Mobile QR Code QR CODE

2024

Acceptance Ratio

21%


  1. (Department of Electrical and Computer Engineering, Inha University, Incheon, Korea presto0408@gmail.com and bcsong@inha.ac.kr)



Dataset generation, Semantic segmentation, Long-wave infrared, Diffusion models

1. Introduction

Semantic segmentation involves assigning semantic labels to each pixel of an image, making it an important task in computer vision. It is used for purposes such as scene comprehension and object recognition and is applied in real-world applications like autonomous driving [1,2]. However, one of the greatest challenges in advancing semantic segmentation is building a dataset. In the process of dataset construction, we may face privacy regulations starting from the data collection stage [3], and an even bigger issue is the high cost of manual annotation. Pixel-level annotation on collected images is an extremely labor-intensive and time-consuming task.
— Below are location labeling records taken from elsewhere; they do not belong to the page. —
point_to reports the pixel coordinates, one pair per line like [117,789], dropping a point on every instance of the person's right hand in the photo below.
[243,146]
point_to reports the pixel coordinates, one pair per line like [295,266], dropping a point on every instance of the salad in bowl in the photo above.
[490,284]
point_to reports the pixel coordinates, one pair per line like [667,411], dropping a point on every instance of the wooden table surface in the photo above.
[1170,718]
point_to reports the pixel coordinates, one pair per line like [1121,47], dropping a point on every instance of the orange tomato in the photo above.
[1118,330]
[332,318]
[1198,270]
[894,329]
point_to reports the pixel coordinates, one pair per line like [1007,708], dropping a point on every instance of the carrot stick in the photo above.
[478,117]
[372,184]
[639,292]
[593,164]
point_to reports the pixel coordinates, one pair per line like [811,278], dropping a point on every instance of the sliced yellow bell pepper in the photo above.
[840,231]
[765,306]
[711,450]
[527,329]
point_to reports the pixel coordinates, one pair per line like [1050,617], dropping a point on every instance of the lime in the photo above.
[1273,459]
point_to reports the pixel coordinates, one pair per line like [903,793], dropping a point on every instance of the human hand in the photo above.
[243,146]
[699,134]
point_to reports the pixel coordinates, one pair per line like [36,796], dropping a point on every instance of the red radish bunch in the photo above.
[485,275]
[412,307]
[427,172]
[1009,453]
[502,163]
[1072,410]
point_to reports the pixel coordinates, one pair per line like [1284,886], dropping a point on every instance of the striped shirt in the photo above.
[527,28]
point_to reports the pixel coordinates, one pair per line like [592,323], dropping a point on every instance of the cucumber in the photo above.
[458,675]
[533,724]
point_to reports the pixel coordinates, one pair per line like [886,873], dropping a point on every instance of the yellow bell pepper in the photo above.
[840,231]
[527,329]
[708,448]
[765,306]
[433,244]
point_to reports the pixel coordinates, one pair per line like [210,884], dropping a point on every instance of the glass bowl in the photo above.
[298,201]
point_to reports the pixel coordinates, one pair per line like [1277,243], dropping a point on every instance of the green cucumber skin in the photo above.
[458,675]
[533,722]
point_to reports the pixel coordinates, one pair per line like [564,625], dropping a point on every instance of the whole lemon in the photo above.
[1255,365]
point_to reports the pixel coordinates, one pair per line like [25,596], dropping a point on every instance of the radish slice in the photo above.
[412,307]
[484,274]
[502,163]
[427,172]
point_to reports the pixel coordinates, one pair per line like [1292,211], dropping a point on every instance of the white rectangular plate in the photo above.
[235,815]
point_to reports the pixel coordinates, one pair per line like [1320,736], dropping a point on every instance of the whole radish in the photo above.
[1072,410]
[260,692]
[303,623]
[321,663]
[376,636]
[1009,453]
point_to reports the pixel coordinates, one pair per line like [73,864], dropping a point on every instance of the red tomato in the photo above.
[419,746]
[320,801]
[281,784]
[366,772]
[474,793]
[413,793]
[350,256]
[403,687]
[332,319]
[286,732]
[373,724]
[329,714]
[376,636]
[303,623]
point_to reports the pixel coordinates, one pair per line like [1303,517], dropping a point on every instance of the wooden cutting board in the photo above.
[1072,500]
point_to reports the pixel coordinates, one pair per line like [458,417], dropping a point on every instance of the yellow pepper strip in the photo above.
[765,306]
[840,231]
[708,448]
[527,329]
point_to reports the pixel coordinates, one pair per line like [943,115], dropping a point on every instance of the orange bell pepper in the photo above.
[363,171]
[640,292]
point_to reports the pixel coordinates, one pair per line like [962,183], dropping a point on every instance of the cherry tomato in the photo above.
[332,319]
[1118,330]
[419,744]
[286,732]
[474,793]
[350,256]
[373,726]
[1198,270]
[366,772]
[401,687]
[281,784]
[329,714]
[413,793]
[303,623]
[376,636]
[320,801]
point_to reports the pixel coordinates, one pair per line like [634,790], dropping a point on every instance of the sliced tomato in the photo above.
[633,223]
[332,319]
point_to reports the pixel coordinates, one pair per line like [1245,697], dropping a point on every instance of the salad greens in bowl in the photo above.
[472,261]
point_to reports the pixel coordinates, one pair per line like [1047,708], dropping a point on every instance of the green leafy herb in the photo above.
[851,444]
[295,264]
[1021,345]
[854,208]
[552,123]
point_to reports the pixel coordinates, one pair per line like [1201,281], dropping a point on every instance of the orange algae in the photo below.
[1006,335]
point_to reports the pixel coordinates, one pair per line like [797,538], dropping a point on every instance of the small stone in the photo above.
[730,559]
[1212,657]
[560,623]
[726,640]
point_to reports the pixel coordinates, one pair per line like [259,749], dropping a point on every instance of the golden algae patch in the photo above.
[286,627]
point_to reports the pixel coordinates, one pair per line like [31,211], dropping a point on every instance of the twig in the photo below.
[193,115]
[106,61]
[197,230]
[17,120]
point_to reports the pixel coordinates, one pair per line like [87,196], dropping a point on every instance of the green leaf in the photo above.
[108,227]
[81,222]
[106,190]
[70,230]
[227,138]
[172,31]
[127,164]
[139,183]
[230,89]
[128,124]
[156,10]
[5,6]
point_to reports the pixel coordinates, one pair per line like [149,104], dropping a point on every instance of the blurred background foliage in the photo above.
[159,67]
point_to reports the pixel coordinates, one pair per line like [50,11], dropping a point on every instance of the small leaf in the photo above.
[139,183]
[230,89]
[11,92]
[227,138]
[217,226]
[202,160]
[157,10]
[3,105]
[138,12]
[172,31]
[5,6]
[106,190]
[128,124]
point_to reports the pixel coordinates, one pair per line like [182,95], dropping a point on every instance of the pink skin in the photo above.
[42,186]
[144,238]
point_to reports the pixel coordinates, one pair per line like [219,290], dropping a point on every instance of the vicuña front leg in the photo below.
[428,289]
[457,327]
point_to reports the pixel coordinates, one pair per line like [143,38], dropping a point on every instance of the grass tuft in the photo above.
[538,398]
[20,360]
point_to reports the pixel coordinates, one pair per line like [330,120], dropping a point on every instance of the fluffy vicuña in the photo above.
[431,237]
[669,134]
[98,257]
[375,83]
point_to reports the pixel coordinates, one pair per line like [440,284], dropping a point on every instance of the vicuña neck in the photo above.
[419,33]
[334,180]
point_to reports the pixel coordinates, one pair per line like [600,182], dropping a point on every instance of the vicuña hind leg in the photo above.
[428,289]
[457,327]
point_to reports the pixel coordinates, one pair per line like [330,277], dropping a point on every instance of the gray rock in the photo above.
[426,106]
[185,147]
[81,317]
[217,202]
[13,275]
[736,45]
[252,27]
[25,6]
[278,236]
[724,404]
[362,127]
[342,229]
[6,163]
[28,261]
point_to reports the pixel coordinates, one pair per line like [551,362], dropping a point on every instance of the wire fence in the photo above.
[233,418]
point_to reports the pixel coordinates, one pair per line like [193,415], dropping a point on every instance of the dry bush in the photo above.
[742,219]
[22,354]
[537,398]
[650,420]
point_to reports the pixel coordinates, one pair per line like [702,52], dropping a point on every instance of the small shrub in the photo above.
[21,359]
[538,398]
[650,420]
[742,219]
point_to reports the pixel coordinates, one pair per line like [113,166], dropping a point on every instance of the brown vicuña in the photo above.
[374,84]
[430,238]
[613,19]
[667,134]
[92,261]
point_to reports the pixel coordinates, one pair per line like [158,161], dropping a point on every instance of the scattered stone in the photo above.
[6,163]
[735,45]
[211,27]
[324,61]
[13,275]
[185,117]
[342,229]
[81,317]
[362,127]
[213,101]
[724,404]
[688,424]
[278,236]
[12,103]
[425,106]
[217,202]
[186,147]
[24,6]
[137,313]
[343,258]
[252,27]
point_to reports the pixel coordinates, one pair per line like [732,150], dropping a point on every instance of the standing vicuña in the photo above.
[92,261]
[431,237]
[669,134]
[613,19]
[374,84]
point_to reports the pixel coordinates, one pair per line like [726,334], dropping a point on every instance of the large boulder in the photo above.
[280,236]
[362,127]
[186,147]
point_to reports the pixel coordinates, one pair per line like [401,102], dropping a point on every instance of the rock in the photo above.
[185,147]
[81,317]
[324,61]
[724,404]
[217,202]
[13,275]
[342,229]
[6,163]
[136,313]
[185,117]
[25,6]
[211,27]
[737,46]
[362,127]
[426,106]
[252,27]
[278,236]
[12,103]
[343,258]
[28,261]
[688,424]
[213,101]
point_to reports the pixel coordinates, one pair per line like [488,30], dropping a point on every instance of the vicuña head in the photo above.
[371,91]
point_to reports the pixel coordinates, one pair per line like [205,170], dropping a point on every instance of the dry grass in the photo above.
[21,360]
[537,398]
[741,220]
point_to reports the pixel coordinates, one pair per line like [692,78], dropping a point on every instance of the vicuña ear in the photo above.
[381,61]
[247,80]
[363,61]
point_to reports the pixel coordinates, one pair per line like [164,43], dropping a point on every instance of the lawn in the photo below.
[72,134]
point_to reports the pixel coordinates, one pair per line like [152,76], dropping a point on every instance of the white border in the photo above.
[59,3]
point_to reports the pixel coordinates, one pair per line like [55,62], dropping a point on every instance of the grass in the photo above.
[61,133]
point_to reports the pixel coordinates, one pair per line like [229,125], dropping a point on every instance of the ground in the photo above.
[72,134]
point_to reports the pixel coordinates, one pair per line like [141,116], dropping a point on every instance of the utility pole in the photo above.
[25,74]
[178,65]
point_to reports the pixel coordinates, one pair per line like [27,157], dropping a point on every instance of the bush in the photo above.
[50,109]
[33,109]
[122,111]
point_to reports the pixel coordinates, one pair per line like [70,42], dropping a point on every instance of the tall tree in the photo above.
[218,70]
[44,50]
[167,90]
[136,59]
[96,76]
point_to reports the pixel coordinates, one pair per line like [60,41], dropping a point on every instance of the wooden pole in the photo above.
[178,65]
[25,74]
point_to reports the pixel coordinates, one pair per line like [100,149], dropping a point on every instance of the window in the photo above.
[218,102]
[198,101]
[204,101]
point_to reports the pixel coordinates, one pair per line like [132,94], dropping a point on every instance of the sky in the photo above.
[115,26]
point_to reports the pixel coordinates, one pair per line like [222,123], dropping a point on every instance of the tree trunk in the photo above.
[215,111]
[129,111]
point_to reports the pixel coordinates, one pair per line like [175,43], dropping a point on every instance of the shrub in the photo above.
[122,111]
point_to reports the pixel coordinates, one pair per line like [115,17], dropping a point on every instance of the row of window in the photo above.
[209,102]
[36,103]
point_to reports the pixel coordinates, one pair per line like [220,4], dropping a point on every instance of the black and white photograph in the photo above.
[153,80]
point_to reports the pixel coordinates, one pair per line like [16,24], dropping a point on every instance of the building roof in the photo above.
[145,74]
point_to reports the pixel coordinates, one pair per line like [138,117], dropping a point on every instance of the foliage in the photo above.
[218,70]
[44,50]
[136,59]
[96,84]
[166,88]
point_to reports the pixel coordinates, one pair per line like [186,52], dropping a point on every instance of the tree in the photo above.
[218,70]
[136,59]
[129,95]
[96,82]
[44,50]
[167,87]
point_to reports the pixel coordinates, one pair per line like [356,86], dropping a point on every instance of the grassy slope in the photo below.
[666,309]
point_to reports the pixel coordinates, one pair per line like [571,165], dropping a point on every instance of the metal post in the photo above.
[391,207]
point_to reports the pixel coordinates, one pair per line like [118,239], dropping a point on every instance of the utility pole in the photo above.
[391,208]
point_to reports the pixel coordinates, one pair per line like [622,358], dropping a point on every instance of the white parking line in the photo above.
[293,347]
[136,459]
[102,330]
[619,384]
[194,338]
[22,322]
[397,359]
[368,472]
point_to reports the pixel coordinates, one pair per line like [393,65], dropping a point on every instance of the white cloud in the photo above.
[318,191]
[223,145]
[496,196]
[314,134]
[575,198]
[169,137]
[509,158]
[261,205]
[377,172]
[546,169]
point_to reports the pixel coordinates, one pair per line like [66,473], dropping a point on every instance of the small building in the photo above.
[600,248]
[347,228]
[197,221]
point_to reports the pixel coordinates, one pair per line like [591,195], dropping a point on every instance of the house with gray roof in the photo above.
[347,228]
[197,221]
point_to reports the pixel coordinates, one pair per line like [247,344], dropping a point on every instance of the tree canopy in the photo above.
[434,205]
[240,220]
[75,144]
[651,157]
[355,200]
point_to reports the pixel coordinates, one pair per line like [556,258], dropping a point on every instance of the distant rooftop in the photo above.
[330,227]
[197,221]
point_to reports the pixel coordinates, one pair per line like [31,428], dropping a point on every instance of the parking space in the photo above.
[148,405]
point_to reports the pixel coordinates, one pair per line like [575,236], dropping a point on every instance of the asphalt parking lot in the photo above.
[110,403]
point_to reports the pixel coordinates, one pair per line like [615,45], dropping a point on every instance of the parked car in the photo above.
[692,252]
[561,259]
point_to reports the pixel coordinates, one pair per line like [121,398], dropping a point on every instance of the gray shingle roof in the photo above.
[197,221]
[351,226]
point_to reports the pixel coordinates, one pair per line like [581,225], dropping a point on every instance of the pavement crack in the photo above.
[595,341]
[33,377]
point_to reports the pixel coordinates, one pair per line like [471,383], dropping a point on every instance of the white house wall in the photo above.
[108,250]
Fortunately, there is an alternative solution to this problem: Constructing synthetic datasets using generative models. The synthetic dataset generation method has the advantage of being free from privacy issues and allows for the creation of data tailored to specific needs. Additionally, it is highly valued for reducing the human resource, time, and financial costs associated with manual annotation. In previous research, efforts have been made to automate manual annotation using models based on generative adversarial networks (GAN) [4] or to generate synthetic images [5,6]. However, these methods have limitations in representing complex real-world scenes and lack diversity compared to variational auto encoder (VAE)-based models. On the other hand, VAE-based models provide sufficient diversity but suffer from lower image quality [7]. On the other hand, with the recent emergence of diffusion models [8], the field of synthetic dataset generation has advanced dramatically. Diffusion-based models, such as large-scale language-image generation (LLIG) models like stable diffusion [9], demonstrate overwhelming performance by automating annotations on generated images without additional training [10,11].

Meanwhile, long-wave infrared (LWIR) imagery is captured outside the visible range of the electromagnetic spectrum, and it has the advantage of being able to detect objects even in situations where visibility is obscured by fog or smoke. Utilizing this characteristic, we are developing an application to detect exits in indoor environments filled with smoke due to fire. However, the currently available LWIR image datasets are mostly captured outdoors, making them unsuitable for training deep learning models that operate in indoor environments. Additionally, capturing indoor LWIR images requires specialized equipment and authorized locations for shooting, which poses a significant hurdle for data collection. We attempted to generate LWIR images using the large-scale language-image generation (LLIG) models, which are currently gaining attention. However, popular models like DALL-E 2 [12] and stable diffusion [9] were trained on RGB-based datasets like LAION-5B [13], making them inadequate for generating LWIR images.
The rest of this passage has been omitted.